How Denial of MCP Drives the Indian Pandemic
"Sexual behaviour is private to an individual and influencing the sexual attitude (behaviour change) of an individual is the toughest challenge in HIV preventive interventions anywhere..."
Published in the November 2009 edition of Exchange, a publication on HIV/AIDS, sexuality, and gender from the Royal Tropical Institute (KIT) in collaboration with Southern Africa HIV and AIDS Information Dissemination Service (SAfAIDS), this 2-page article examines the role of multiple and concurrent sexual partnerships (MCP) in increasing the risk of HIV and other sexually transmitted infections (STIs). Its author, Vinayakan Ellath Kavinkare, is motivated by the observation that "HIV prevention interventions do not address the vulnerability of men or women in the general community who have multiple sexual relationships - because social mores frown upon such unions, preventing such populations from opening up and seeking relevant services."
As Kavinkare explains, at least a few theoretical models of the ways in which MCP drive the HIV epidemic in India have been developed, but there is less agreement on how to derive evidence-based experiences or experiments and also on how to assess the relationship between MCP and HIV infection. Part of the problem is that a conservative society means that even consensual and concurrent multiple sexual behaviours are taboo. "Such relationships are kept secret, making it difficult to analyse their impact on HIV incidence and prevalence."
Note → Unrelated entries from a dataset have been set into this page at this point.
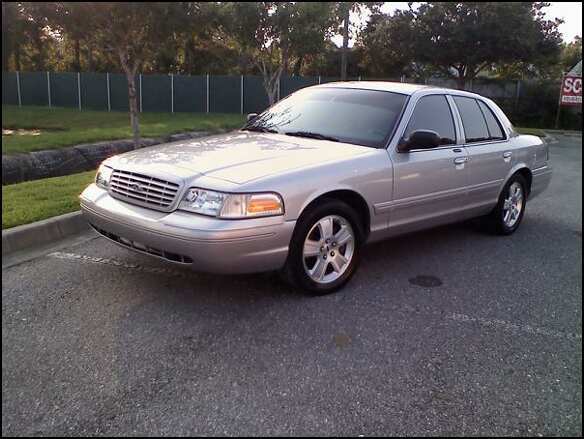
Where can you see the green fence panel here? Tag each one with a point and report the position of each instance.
(64, 92)
(9, 88)
(156, 93)
(325, 79)
(255, 98)
(94, 91)
(33, 88)
(190, 95)
(119, 92)
(289, 85)
(225, 94)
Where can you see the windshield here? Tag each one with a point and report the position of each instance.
(362, 117)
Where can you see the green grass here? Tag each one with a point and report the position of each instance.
(24, 203)
(60, 127)
(531, 131)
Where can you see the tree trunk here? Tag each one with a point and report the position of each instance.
(89, 58)
(461, 82)
(134, 110)
(17, 65)
(298, 65)
(285, 58)
(271, 82)
(345, 45)
(77, 54)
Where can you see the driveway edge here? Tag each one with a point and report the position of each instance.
(42, 232)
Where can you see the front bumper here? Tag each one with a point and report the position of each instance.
(204, 243)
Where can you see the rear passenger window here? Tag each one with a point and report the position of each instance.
(433, 113)
(475, 126)
(495, 130)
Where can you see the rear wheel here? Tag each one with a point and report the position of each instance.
(507, 215)
(325, 248)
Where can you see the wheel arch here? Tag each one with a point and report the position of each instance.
(523, 170)
(348, 196)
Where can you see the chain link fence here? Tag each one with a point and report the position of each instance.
(527, 103)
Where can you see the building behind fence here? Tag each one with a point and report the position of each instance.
(527, 103)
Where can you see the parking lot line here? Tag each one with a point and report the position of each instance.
(454, 317)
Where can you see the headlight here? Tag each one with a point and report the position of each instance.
(224, 205)
(103, 176)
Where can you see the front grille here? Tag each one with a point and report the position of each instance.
(143, 190)
(169, 256)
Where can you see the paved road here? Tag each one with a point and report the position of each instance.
(449, 331)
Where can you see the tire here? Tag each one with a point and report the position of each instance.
(304, 266)
(499, 221)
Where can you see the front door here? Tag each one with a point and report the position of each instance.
(429, 184)
(490, 154)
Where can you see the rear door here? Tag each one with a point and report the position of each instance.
(490, 155)
(430, 184)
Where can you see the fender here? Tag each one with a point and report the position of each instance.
(328, 189)
(517, 167)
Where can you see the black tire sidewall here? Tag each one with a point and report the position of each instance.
(295, 262)
(500, 225)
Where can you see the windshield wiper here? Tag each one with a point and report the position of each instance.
(260, 129)
(312, 135)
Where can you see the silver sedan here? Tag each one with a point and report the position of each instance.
(302, 186)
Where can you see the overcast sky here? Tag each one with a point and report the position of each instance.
(570, 12)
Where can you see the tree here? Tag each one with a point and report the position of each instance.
(269, 34)
(343, 15)
(74, 21)
(130, 31)
(463, 39)
(571, 54)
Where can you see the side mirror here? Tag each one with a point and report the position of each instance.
(420, 139)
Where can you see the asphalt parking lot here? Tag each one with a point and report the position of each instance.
(449, 331)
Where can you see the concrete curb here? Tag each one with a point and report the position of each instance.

What does seem to be clear is that MCP carry much greater risk of HIV transmission than the same number of sequential, non-overlapping multiple partnerships - particularly in India, with its high prevalence of sex work, STIs, and (in some communities) polygamy. Other risk factors include gender inequality, low levels of condom use, and high prevalence of poverty (which tends to push many women into sex work, which is illegal in India; thus, "call girls" and other non-brothel sex workers are not reached with information on how to avoid HIV infection or live positively if infected).
In India, HIV and AIDS data are generated through sentinel surveillance, which involves voluntary counselling and testing centres (VCT), prevention of mother-to-child transmission (PMTCT) centres, STI clinics, and intervention sites for sex workers, intravenous drug users, men who have sex with men (MSM), and truckers. HIV data are also generated through behaviour surveillance survey (BSS), normally undertaken every 5 years, which tracks changing behaviour patterns among different categories of populations. According to the BSS, the other (sentinel) surveillance methods do not track the HIV prevalence that occurs through MCP, nor does it shed light on the impact of the MCP on HIV prevalence in India. In Kavinkare's estimation, "Research agencies and the governments in high HIV prevalence countries should explore the possibility of developing methodologies and indicators to track and analyse the personal sexual behaviour pattern of the respondents who are covered under HIV and AIDS surveillance....This will greatly help organisations involved in HIV and AIDS to plan appropriate and innovative behaviour change communication strategies."
KIT website, accessed December 14 2009.